Fenimore Art Museum is dedicated to welcoming and connecting people to our shared cultural heritage through exhibitions and programs that engage that engage, delight and inspire.
(This information comes from the Fenimore Art Museum’s website and I give them full credit for it)
When I was visiting Kingston, NY again for my blog, “MywalkinManhattan.com”, I came across the Trolley Museum that was down the road from the NY Maritime Museum and the harbor for the ‘Hudson River Cruises”. This unique museum has a lot of interactive things for a family to do including riding a trolley through the harbor of the Kingston Roundout to Kingston Point Park right on the Hudson River. On a beautiful sunny day there is nothing like it.
The first part of the trip took us to the Kingston Roundout
I just made the first trip on the trolley. You start at the front of the museum and then you take a short trip to the downtown and we picked up other passengers. It was then off for a short trolley trip following the river up to Kingston Point Park and the picnic grounds there.
The Trolley arriving at Kingston Point Park
The foliage was amazing at the park with hues of gold and red and the trees were just coming into their peak.

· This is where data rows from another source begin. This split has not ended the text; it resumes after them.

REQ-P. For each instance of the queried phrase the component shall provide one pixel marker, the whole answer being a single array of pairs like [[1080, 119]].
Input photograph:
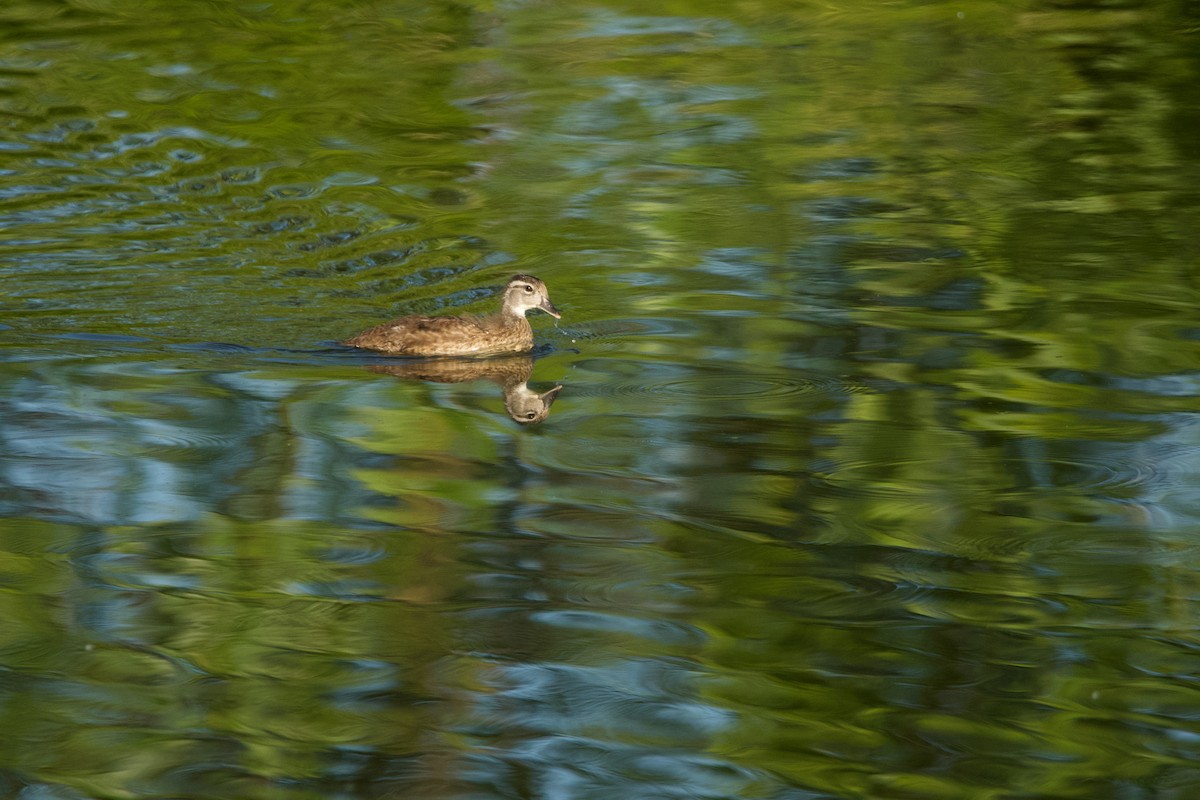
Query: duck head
[[526, 293], [526, 405]]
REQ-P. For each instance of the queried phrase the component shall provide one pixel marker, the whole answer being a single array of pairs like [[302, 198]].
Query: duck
[[510, 372], [505, 331]]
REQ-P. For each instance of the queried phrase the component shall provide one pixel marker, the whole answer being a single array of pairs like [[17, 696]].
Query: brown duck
[[507, 331]]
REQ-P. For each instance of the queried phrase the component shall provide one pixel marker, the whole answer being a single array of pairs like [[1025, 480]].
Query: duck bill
[[549, 397]]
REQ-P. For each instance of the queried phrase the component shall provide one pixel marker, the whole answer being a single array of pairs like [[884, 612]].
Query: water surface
[[873, 470]]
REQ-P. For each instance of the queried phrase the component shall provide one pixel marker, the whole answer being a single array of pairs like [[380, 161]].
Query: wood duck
[[510, 373], [507, 331]]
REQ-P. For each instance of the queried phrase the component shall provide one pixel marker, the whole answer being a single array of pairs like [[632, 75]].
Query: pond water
[[874, 469]]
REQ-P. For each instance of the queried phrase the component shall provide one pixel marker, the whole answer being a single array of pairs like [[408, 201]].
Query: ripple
[[738, 385], [910, 476]]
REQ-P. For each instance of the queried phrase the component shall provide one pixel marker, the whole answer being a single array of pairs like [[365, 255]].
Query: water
[[871, 474]]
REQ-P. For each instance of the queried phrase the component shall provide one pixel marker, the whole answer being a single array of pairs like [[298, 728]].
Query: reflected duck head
[[526, 405], [526, 293]]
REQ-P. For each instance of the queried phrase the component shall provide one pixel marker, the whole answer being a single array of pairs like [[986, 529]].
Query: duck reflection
[[511, 373]]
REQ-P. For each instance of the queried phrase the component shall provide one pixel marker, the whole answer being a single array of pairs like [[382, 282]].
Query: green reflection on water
[[871, 476]]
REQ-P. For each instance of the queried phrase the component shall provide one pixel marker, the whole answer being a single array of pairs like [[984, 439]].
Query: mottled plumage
[[510, 373], [505, 331]]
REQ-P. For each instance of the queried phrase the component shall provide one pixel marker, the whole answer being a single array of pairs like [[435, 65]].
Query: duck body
[[507, 331]]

We only had about a half hour to stay at the park and look around but it was a real delight of colors and the views of the river just shined in the sun. It was very picturesque especially with sailboats passing by.
The Trolley stops at Kingston Point Park
On our way back to the museum, you could see the lighthouse from its perch at the mouth of the inlet. People were starting to take the Hudson River Cruise in the distance which I had made two weeks earlier.
When I got back to the museum, I toured all the buses, subway cars and the Path train that they had in the parking lot. I could see this live in Manhattan so I went to visit the museum.
You can tour old subway cars, buses and an old Path Train
There were small exhibits on the history of the trolley cars in cities, the development of the cars as a mode of transportation starting with horses to the electrical age.
There was also a small display on glass fixtures used in the electrical lines before the new cabling systems came in and another hats and uniforms used on the trolley cars over the years. There are also displays of signs and posters for the different lines.
It is a small museum but for families, there is a lot to climb through and tour around and just taking the trolley up to the park is worth the price of the ticket.
History of The Trolley Museum of New York:
The Trolley Museum of New York is a non-profit educational museum founded in 1955. The goals of the museum are to offer rides to the public, exhibits and educational programs sharing the rich history of rail transportation and the role it played in the development of the Hudson Valley region. In addition to static displays of trolley, subway and rapid transit cars from the United States and Europe, a trolley ride runs 1 1/2 miles from Gallo Park at the foot of Broadway in downtown Kingston, NY to Kingston Point Park on the shore of the Hudson River, using a renovated 1925 trolley. Along the way, we stop at the Museum grounds.
The Museum is on the original site of the Ulster and Delaware Railroad yards at Milepost 1. Our shop building is built on the foundation of the U & D engine building house which existed at the turn of the century. The upper level includes a Visitor’s Center featuring seasonal and permanent displays, a video viewing area and large windows overlooking the restoration shop. Visitors can see up to eight trolleys being housed and restored below.
One of the cars in the restoration shop is our 1897 wooden trolley car from Olso, Norway. This car is one of four cars that we have on display that are 100 plus years old.
All of the Museum staff are volunteers. There are many projects, both large and small, all of which require funding to complete. Chief among these are the installation of overhead electric wire, trolley restoration and the expansion and rehabilitation of track. Your donations will help to provide vital support for these projects and others.
(This information comes from The Trolley Museum of New York’s pamphlet and I give them full credit for it).